The staleness and superficiality of modern life is a consequence of the way in which modern reality is the product of modern theories – the ‘ideologies’ that arise from science, law, politics, sociology etc. but which we mainly learn from the mass media; and to a lesser extent from a corrupted system of formal education, corporate advertising and official propaganda.

But how is it that Fantasy may be able to supply what the Primary word so horribly lacks? Well, Tolkien all-but said it – the creation of another internally consistent world of wonders provides us with stimuli, with perceptions, that do not automatically get plugged-into the subversive and inverting theories of modernism. The magic and wonders of Fantasy quite naturally and spontaneously attach themselves to our built-in, universal concepts – the mythic understandings and interpretations of the ‘collective unconscious’, or our shared divine-endowments. And it is these universal concepts which enable us to apprehend and share reality.

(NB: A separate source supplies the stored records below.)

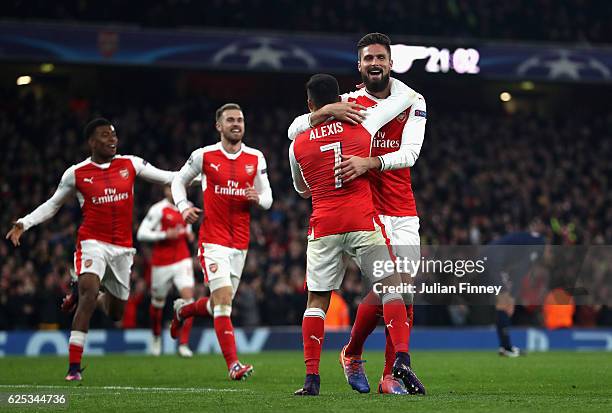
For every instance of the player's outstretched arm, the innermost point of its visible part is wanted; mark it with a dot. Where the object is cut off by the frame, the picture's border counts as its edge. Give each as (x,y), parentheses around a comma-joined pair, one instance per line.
(15,233)
(401,98)
(151,173)
(261,193)
(191,169)
(296,173)
(48,209)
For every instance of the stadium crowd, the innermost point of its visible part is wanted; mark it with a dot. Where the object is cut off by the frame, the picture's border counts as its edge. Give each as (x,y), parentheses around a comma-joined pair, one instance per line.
(542,20)
(479,176)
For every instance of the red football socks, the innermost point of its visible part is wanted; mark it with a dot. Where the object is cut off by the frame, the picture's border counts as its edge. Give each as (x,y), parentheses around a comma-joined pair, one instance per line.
(313,327)
(185,331)
(396,321)
(197,308)
(156,319)
(390,349)
(225,333)
(365,322)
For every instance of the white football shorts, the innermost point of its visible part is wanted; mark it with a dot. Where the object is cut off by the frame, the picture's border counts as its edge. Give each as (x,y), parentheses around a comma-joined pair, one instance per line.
(222,265)
(163,276)
(111,263)
(325,264)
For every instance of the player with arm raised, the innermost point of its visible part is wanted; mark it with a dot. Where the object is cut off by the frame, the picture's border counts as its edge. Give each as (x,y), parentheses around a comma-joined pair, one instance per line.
(104,187)
(344,220)
(171,261)
(234,177)
(395,148)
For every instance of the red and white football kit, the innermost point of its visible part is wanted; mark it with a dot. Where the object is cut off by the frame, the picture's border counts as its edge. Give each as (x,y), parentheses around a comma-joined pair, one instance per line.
(106,195)
(225,230)
(397,144)
(344,218)
(171,260)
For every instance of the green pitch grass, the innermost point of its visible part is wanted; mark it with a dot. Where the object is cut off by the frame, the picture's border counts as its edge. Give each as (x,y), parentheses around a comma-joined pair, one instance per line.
(455,381)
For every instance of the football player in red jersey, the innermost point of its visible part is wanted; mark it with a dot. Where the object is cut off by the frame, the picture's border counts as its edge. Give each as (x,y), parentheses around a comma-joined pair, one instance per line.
(104,187)
(344,221)
(171,264)
(234,177)
(395,148)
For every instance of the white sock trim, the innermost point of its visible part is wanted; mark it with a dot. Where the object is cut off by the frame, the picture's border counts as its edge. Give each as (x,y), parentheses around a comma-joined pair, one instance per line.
(222,310)
(158,302)
(314,312)
(77,338)
(391,297)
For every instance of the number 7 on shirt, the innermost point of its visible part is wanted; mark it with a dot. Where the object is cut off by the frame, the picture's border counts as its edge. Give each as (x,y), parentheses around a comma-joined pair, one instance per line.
(337,148)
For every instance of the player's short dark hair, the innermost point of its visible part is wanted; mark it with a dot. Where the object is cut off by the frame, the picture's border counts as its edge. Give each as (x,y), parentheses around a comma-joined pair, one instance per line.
(90,128)
(227,106)
(374,38)
(322,89)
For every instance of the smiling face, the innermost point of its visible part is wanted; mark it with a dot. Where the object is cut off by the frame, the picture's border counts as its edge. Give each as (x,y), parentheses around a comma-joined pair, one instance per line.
(231,125)
(375,67)
(103,142)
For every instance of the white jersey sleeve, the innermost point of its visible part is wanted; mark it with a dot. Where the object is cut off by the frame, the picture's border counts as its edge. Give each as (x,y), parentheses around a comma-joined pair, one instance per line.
(191,169)
(400,99)
(299,183)
(299,125)
(65,189)
(150,173)
(262,184)
(302,123)
(412,139)
(150,227)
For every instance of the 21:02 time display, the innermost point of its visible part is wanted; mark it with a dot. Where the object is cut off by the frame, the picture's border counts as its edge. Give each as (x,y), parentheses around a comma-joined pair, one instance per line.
(461,60)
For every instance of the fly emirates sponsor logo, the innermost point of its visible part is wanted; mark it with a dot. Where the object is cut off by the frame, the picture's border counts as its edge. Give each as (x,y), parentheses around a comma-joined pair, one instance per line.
(326,130)
(110,195)
(380,141)
(231,189)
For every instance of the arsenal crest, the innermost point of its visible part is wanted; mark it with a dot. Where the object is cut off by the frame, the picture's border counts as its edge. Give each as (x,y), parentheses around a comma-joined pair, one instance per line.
(401,118)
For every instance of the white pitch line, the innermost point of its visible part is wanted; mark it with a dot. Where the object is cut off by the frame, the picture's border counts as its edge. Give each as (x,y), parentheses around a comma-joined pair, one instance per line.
(128,388)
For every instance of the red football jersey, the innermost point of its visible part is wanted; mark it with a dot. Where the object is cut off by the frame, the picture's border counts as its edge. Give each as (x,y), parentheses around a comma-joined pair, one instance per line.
(337,207)
(106,196)
(225,179)
(392,190)
(161,217)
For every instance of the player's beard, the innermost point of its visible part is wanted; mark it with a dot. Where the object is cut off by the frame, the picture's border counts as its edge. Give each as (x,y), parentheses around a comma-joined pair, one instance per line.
(231,138)
(376,86)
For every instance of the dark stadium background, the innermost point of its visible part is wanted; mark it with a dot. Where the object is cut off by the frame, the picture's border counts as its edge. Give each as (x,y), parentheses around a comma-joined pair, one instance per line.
(486,167)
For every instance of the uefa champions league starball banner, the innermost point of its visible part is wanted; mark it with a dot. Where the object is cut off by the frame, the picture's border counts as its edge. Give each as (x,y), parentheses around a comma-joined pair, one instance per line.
(204,341)
(257,51)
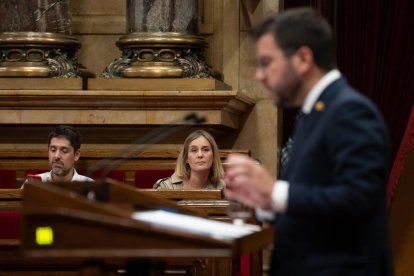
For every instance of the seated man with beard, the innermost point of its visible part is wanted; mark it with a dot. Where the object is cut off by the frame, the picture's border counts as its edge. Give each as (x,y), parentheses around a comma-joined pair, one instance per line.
(64,151)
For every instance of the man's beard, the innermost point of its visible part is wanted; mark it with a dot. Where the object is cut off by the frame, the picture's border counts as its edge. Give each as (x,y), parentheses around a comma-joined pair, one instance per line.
(60,171)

So the fictional experiences of Fantasy are not just apparently but literally more real than everyday Life in the modern world. They are real because they are understood by means of the eternal, the universal, the Human, the God-given; whereas the Primary world is perceived, but not understood, merely by the manipulative and dishonest and ever-changing abstract theoretical ideologies of our time and place – ideologies such as the dreary incoherence of Leftist ‘identity’ politics, antiracism, feminism, economic hypotheses, anti-colonialism, and the ever-mutating lies and inversions of sexuality and the sexual revolution.

In sum; Fantasy fiction (Fairy Stories) may currently be the only source of sustained and convincing ‘good metaphysics’ available to many people in The West: our only access to the eternal and universal truths of real reality – as contrasted with the despair-inducing, hope-less, meaningless, purposeless fake-realities of modern life.

Seventy years after Tolkien’s essay was first conceived, we are in a situation that Fairy Stories have become something close to a necessity for those who want to experience Life as it could and should be experienced… even more, a necessity for those who want to live in the real world; rather than the hellish-yet-addictive media-Matrix of alternating distractions, intoxications, lust and fear which is the world of mainstream public discourse.

Consequently our demonic overlords hate, hate, hate real Fantasy (and Tolkien above all) and do their best to ignore or mock it – or else they reinterpret and subvert it in terms of the incoherent tendentiousness of modern ideologies (such as those deadly meditations on racism and sexism in The Lord of the Rings…). Or else they create fake-Fantasy which incorporates exactly those false ideologies to which Fantasy offers us a Real Life alternative. Instead of wonder and magic, we get parables of multiculturalism or gender-bending… just like modern, mainstream, bureaucratic ‘real life’.

I would therefore suggest that we should now drop Tolkien’s idea of Fantasy being a Secondary reality, in favour of a recognition that – at its best – Fantasy is now the Primary world. Fantasy fiction is therefore a way in which we may potentially (albeit partially and intermittently) escape The Matrix imposed upon us to our detriment; and begin living from true, universal and vital concepts: living real lives from the solid ground of universal metaphysics.

1 comment:

Chiu ChunLing said...

The crucial thing is that the author of fantasy is denied the appeal to 'factuality' (which is all too often entirely spurious in nearly all modern non-fiction) in defense of the story being told, the narrative must stand on its own merits as a representation of the human condition.

What the author has imagined, and more critically, failed to imagine, cannot be blamed on external 'facts', it is from the richness or poverty of the author's own imagination of human motives (both good and bad) and spiritual attributes which the essential elements of the story must derive.